Türkiye’nin sınır kapılarını mültecilere iki nedenle açtığını dile getiren Taştekin, “Birincisi Türkiye kamuoyunu yatıştırmak için. Çünkü Türkiye kamuoyu askerlerin ölümü nedeniyle büyük bir infaal yaşıyor. İkincisi de Avrupa Birliği’ni ve Batı’yı Türkiye’nin yanına çekmek ve İdlib konusunda desteğini arttırmak. Bu esasen insanlar üzerinden yapılan bir şantaj olarak değerlendirilebilir” diye konuştu.
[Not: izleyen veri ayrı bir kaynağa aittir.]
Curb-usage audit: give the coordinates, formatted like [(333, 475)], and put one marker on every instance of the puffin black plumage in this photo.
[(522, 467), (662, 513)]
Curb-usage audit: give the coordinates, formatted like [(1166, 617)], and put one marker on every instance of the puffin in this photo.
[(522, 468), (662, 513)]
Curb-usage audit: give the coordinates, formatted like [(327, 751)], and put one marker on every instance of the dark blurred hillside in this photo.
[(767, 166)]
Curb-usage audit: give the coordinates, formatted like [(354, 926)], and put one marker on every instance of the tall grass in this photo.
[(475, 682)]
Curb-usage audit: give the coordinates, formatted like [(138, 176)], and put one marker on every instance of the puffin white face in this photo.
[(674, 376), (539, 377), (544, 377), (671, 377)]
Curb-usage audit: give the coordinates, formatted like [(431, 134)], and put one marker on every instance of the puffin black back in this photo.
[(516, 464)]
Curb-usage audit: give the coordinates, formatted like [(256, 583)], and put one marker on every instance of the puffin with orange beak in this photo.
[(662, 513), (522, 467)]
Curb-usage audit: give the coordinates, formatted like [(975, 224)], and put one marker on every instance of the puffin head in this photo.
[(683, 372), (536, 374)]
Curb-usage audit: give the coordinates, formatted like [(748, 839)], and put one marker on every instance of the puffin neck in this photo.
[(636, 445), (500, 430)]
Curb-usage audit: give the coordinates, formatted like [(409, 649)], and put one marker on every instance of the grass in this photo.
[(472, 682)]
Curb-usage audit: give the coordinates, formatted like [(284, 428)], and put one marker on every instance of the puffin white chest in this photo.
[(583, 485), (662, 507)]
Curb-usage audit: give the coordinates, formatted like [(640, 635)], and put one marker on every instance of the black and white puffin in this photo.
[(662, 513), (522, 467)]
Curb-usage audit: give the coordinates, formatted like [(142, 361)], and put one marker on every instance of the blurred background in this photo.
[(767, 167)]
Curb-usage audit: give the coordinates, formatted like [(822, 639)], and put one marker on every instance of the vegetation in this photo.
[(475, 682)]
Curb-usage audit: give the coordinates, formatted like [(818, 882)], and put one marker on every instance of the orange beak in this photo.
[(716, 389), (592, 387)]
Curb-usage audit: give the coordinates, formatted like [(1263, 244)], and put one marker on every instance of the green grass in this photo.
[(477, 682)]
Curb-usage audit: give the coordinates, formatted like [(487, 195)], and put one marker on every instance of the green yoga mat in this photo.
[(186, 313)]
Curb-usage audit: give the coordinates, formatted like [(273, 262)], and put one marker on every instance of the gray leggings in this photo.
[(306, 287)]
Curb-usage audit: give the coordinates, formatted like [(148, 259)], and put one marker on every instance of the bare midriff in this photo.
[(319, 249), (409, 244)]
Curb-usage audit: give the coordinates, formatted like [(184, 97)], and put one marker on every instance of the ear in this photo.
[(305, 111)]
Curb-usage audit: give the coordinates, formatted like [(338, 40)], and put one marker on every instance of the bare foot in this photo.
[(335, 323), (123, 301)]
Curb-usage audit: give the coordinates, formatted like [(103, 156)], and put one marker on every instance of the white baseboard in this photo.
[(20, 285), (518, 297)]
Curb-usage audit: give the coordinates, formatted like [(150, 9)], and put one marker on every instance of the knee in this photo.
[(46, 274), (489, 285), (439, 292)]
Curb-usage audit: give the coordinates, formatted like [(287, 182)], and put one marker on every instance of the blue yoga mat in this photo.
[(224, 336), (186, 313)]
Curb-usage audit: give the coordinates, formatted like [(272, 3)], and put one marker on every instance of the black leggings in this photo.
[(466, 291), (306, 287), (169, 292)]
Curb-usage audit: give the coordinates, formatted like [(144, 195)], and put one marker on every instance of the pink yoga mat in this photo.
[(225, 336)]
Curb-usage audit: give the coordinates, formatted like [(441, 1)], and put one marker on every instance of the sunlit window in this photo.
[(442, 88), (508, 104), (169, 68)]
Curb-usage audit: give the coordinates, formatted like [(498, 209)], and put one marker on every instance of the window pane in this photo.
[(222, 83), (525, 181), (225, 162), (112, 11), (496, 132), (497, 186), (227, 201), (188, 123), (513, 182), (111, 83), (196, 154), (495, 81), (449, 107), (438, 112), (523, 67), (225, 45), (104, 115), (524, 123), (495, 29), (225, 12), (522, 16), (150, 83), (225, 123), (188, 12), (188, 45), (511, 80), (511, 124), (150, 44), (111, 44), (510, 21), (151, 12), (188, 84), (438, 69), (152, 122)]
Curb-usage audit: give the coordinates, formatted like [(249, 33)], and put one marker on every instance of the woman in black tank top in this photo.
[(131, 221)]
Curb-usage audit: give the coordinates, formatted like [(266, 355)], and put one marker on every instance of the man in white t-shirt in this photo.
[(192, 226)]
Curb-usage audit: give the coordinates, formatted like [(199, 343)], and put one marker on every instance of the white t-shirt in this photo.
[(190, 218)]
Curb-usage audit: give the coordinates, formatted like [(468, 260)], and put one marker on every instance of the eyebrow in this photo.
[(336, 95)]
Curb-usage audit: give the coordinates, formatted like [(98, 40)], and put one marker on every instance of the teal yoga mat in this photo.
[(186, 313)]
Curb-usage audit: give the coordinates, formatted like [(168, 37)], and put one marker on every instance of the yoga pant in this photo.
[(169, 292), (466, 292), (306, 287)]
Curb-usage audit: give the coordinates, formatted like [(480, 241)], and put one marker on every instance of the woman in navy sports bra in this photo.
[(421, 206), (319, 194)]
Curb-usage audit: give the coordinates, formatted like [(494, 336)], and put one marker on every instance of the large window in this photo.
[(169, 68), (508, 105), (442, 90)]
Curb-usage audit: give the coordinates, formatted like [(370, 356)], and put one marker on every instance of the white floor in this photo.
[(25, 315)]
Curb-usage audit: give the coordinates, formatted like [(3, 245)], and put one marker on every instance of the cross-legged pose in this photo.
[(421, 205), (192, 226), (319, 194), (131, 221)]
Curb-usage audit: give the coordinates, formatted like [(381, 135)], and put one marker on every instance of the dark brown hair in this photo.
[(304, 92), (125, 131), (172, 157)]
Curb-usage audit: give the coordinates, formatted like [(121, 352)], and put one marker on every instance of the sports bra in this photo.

Taştekin, konuşmasının devamında, “Fakat istedikleri ölçüde büyük bir kitlenin sınırlara yığılması mümkün değil. Türkiye’de 3 milyona yakın mültecinin olduğu söyleniyor. Bu rakamlar kuşkusuz abartılı gelebilir ama hepsinin birden sınırlara kayması çok zor. Yine de 10 veya 15 bin kişinin sınıra yığılması, Erdoğan bugün bu sayının 25 bine çıkabileceğini söyledi mesela, bu rakamlar artabilir. Elbette bu rakamlar Avrupa Birliği içerisinde tepki yaratacaktır ve Türkiye aradığı desteği bu defa bulamayabilir” dedi.